But wheresoever we may venture to go in all this good world, nature is ever found richer and more

Beautiful than she seems, and nowhere may you meet with more varied and delightful surprises than in the byways and recesses of this sublime wilderness - lovely asters and abronias on the dusty plains, rose-gardens around the mountain wells, and resiny woods, where all seemed so desolate, adorning the hot foothills as well as the cool summits, fed by cordial and benevolent storms of rain and hail and snow; all of these scant and rare as compared with the immeasurable exuberance of California, but still amply sufficient throughout the barest deserts for a clear manifestation of God's love.

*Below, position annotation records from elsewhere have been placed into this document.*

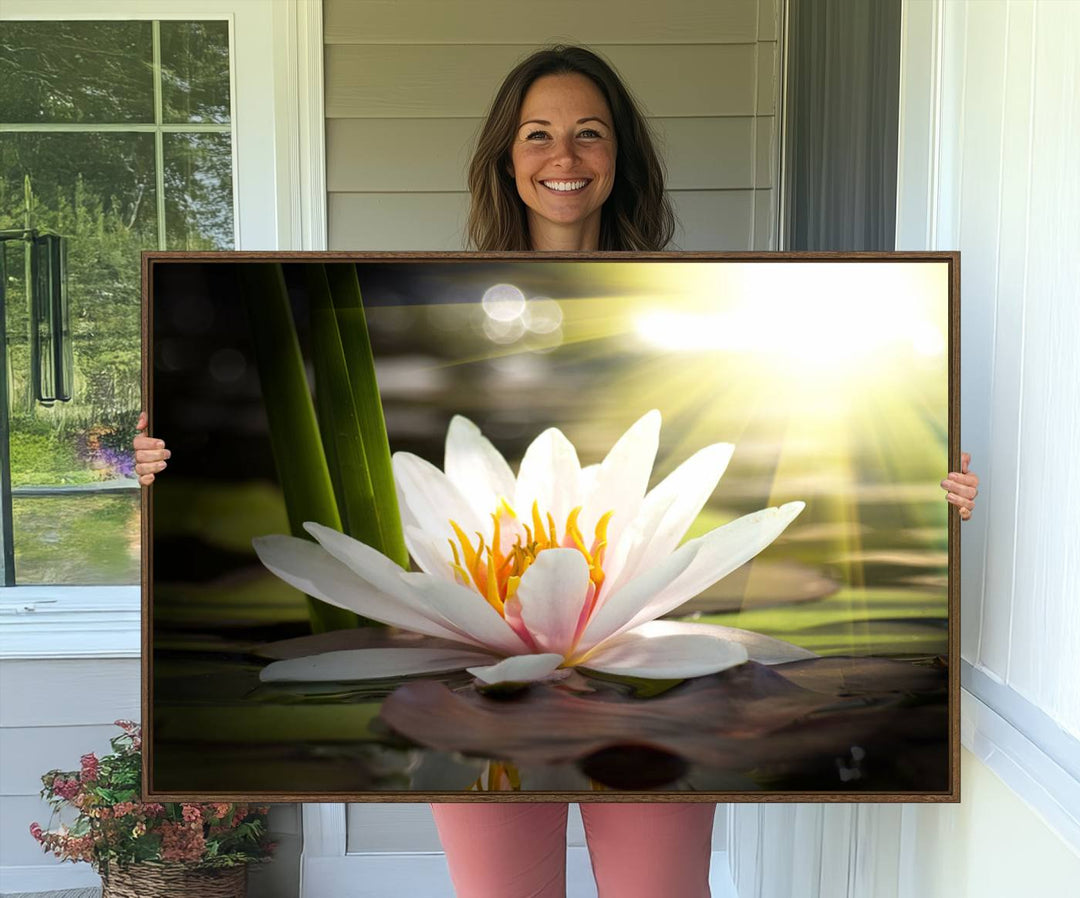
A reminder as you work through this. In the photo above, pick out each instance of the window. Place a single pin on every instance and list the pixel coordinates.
(116, 135)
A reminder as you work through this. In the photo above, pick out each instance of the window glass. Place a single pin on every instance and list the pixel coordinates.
(118, 177)
(198, 191)
(194, 71)
(76, 71)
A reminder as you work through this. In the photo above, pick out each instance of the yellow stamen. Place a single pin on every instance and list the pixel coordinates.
(496, 574)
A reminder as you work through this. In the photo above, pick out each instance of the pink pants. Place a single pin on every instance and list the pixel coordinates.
(518, 850)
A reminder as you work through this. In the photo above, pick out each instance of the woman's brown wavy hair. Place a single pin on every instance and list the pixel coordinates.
(637, 215)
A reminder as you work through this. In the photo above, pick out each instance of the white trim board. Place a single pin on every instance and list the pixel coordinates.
(46, 878)
(1047, 787)
(69, 621)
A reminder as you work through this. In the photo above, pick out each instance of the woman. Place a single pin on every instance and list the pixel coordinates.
(565, 162)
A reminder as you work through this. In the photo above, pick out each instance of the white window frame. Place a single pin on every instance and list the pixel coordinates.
(279, 203)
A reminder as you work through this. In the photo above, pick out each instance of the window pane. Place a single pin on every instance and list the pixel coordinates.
(199, 191)
(76, 71)
(98, 191)
(194, 71)
(78, 540)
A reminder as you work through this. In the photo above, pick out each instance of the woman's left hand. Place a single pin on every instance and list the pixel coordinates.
(961, 487)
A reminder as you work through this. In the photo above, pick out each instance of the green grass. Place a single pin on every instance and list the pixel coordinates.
(83, 539)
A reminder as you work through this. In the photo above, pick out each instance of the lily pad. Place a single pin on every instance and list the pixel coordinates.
(742, 720)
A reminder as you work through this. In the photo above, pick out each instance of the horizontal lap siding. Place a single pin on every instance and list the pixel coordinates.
(523, 22)
(53, 712)
(407, 84)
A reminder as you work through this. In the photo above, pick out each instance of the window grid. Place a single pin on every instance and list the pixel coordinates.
(159, 128)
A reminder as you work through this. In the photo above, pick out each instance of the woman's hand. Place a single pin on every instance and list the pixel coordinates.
(150, 454)
(960, 487)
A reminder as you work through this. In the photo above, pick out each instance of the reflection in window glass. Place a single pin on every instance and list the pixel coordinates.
(97, 184)
(80, 540)
(76, 71)
(194, 71)
(198, 191)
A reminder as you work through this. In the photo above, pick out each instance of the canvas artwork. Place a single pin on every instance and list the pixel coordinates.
(503, 527)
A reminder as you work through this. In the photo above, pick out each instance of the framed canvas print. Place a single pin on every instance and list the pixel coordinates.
(509, 527)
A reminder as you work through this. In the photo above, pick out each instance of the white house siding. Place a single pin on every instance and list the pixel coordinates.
(53, 711)
(989, 141)
(408, 82)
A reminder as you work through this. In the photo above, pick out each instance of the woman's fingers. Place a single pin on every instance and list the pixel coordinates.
(966, 485)
(150, 454)
(961, 487)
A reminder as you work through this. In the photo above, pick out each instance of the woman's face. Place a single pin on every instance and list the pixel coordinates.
(563, 156)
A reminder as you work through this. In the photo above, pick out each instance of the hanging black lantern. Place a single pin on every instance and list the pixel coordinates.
(51, 358)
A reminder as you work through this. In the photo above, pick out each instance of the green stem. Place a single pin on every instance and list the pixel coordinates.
(294, 431)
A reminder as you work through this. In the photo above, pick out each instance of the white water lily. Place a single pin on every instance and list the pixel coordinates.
(526, 578)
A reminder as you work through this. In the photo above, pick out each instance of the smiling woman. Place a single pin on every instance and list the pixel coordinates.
(565, 161)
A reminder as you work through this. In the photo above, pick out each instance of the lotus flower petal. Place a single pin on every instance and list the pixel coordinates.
(667, 511)
(429, 499)
(476, 467)
(718, 553)
(549, 476)
(313, 571)
(518, 669)
(467, 611)
(551, 594)
(623, 477)
(760, 648)
(626, 602)
(669, 655)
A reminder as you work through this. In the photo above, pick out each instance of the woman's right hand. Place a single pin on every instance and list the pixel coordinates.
(150, 454)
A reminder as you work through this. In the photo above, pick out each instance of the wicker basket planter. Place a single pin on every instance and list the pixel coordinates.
(174, 881)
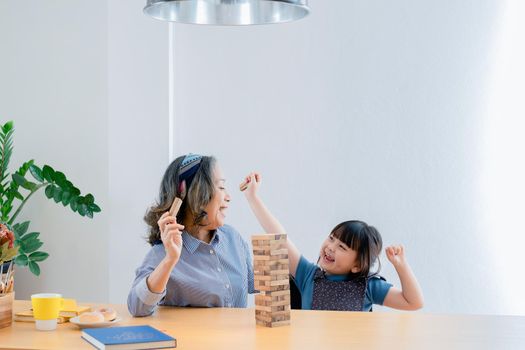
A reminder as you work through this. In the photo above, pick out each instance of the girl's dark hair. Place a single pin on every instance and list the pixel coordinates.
(365, 240)
(198, 195)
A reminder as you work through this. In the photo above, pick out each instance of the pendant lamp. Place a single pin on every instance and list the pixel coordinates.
(227, 12)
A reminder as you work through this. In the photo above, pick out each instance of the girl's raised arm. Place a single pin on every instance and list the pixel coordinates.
(410, 296)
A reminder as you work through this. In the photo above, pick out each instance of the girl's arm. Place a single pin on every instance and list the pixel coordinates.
(410, 296)
(267, 220)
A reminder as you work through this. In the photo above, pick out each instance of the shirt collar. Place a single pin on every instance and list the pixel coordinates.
(191, 243)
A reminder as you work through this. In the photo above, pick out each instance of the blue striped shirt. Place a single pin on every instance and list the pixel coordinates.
(218, 274)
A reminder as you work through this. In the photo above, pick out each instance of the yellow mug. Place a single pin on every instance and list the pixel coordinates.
(46, 307)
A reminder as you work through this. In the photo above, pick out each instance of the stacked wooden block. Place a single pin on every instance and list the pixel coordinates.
(271, 274)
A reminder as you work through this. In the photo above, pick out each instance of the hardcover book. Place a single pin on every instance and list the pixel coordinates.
(128, 337)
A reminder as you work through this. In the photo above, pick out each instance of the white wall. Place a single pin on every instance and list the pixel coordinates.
(53, 84)
(373, 110)
(368, 110)
(138, 129)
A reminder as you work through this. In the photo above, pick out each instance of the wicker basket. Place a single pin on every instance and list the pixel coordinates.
(6, 309)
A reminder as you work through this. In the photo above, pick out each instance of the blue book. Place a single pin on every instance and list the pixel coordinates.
(131, 337)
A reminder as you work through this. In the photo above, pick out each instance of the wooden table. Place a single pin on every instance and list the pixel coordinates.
(221, 328)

Though Nevada is situated in what is called the "Great Basin," no less than sixty-five groups and chains of mountains rise within the bounds of the State to a height of about from eight thousand to thirteen thousand feet above the level of the sea, and as far as I have observed, every one of these is planted, to some extent, with coniferous trees, though it is only upon the highest that we find anything that may fairly be called a forest. The lower ranges and the foothills and slopes of the higher are roughened with small scrubby junipers and nut pines, while the dominating peaks, together with the ridges that swing in grand curves between them, are covered with a closer and more erect growth of pine, spruce, and fir, resembling the forests of the Eastern States both as to size and general botanical characteristics.